For more than a year, Séverine Hubard has been thinking about the idea of protection. Do architectures protect us? How and from what to protect ourselves?
A shelter is a basic architectural structure or building that provides protection from the local environment. As her research progresses, a confusion arises between the refuge which is used to protect oneself from attacks in times of war and the (mountain) refuge which is used to protect oneself from storms and bad weather during the holiday period. The sculpture ABRI indeed takes up the plans of the Anderson shelter which was born in the gardens of the English workers caught in the fire of the bombardments of the Second World War.
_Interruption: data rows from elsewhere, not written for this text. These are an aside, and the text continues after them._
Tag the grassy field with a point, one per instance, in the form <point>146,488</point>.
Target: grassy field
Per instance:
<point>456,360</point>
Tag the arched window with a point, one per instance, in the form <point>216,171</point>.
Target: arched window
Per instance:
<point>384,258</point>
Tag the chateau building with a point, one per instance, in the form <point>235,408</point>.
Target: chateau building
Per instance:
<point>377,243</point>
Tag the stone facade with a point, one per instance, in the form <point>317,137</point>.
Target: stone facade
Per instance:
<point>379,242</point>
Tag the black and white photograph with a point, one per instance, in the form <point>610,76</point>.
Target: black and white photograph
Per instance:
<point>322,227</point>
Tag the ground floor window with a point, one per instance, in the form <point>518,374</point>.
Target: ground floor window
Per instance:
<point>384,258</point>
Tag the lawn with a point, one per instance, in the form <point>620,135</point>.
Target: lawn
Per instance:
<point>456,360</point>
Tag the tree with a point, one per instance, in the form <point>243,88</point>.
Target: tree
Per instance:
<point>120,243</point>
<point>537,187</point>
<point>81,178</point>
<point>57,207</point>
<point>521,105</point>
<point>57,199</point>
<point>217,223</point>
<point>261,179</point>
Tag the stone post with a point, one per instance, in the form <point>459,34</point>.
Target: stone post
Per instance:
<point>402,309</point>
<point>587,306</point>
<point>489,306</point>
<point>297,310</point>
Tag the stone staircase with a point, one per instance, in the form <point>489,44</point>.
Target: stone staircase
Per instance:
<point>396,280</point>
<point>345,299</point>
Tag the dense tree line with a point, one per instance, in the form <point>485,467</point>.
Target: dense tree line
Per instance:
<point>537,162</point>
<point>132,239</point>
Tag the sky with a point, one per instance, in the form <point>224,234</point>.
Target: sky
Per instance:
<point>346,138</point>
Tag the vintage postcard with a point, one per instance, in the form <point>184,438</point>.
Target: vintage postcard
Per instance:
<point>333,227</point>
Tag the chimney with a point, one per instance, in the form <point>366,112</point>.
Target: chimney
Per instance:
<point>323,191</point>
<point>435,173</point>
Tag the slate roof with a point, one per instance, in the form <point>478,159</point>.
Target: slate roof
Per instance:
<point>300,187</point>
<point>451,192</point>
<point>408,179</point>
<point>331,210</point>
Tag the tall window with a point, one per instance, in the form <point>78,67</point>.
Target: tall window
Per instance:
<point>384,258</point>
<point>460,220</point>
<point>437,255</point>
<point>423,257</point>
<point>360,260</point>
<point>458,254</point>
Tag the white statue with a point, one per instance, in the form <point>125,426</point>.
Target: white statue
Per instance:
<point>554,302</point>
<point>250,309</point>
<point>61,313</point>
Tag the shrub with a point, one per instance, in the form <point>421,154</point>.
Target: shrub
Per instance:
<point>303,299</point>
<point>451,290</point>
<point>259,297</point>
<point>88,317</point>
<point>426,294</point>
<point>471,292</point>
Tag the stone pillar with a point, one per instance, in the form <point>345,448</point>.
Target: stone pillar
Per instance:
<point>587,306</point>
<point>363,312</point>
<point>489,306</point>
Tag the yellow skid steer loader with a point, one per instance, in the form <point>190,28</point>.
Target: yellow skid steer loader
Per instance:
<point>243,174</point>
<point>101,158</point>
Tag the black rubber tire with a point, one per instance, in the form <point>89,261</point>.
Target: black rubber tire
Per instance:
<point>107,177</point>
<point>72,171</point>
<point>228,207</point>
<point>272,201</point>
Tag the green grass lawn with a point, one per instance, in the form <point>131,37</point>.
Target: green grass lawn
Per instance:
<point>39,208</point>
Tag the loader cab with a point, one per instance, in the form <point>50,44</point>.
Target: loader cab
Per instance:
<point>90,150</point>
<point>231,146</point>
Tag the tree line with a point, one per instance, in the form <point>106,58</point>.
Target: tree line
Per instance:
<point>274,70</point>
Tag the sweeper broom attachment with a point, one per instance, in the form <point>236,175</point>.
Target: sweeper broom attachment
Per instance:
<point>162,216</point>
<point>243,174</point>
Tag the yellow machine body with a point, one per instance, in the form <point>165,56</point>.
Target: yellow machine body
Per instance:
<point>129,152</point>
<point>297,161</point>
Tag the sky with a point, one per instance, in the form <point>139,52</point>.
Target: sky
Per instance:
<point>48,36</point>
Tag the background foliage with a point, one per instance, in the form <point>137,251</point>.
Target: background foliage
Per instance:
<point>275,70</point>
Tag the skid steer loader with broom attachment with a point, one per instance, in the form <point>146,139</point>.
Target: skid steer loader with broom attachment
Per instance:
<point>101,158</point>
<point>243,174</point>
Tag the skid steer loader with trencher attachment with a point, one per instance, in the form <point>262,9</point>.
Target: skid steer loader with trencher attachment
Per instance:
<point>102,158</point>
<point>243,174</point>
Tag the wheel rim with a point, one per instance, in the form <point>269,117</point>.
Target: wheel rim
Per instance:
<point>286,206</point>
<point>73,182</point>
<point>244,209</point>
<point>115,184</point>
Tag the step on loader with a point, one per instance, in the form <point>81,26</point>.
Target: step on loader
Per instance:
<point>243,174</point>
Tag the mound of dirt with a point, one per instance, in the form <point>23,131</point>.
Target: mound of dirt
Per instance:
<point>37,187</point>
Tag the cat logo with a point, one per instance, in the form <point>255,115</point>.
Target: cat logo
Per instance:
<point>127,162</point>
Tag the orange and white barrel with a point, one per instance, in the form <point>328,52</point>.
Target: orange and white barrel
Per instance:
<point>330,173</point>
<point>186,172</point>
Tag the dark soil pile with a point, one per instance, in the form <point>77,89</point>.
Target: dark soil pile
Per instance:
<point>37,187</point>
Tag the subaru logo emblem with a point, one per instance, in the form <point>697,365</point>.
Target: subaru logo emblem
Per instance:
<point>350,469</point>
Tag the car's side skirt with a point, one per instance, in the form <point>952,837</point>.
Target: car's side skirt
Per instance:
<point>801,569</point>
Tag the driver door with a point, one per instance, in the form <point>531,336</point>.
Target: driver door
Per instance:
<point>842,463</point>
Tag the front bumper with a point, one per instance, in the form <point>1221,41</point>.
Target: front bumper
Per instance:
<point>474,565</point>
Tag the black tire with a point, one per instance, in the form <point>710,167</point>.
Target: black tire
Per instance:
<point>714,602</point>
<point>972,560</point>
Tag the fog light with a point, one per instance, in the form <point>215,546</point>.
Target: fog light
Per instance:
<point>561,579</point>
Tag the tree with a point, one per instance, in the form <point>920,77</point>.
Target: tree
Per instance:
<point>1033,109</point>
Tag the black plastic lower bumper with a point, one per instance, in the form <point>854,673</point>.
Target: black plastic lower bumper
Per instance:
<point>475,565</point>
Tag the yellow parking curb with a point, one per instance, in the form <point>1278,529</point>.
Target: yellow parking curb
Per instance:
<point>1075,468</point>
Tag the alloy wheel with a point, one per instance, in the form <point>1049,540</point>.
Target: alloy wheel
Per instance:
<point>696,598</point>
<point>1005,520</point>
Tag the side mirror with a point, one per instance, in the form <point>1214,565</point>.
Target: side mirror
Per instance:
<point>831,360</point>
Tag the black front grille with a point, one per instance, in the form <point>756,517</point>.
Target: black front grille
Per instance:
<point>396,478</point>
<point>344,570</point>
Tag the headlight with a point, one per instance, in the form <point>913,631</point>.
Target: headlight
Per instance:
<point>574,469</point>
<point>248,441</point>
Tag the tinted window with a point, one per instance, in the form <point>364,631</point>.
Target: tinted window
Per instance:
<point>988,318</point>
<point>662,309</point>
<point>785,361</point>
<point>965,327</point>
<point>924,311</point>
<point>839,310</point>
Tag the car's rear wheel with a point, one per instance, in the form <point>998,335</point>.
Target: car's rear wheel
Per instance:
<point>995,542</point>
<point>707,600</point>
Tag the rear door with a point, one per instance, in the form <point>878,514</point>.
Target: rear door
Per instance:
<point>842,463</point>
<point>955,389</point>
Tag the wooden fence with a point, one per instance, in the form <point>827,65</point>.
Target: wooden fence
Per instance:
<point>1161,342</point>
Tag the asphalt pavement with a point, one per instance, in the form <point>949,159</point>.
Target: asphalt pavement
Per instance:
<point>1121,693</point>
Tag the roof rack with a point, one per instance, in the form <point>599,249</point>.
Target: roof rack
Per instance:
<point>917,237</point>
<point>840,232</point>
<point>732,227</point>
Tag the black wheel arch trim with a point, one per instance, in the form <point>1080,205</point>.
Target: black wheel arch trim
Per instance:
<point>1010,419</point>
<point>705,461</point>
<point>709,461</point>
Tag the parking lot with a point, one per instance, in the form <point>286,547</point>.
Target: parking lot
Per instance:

Inexpensive domestic shelter against bombs, it was distributed to poor families to be erected in their gardens for protection. During her research, Séverine Hubard discovers an archive image where the Anderson shelter is covered with a gigantic stock of firewood. Always fascinated by the way firewood is stored and stored, she associates this image with the Hortillonnages site, which must have served as a place of isolation to feed and heat the inhabitants of Amiens with wood during all kinds of crisis periods.
ABRI is composed of a base that carries the wooden stock that comes to hide its base. Here the firewood is not sheltered but shelters and hides the shelter. ABRI is an absurd sculpture where the question of balance is essential. To evoke the war through this proposal is to evoke the past of a city that has suffered from it and to speak about it to all generations. In this sense, the sculpture becomes a monument erected to these anonymous, silent witnesses of conflicts. The fun tunnel is accessible and practicable by all. Feeling the weight of the cubic meters of wood above your head is a unique experience to discover on the Île aux Fagots. ABRI is a call to live.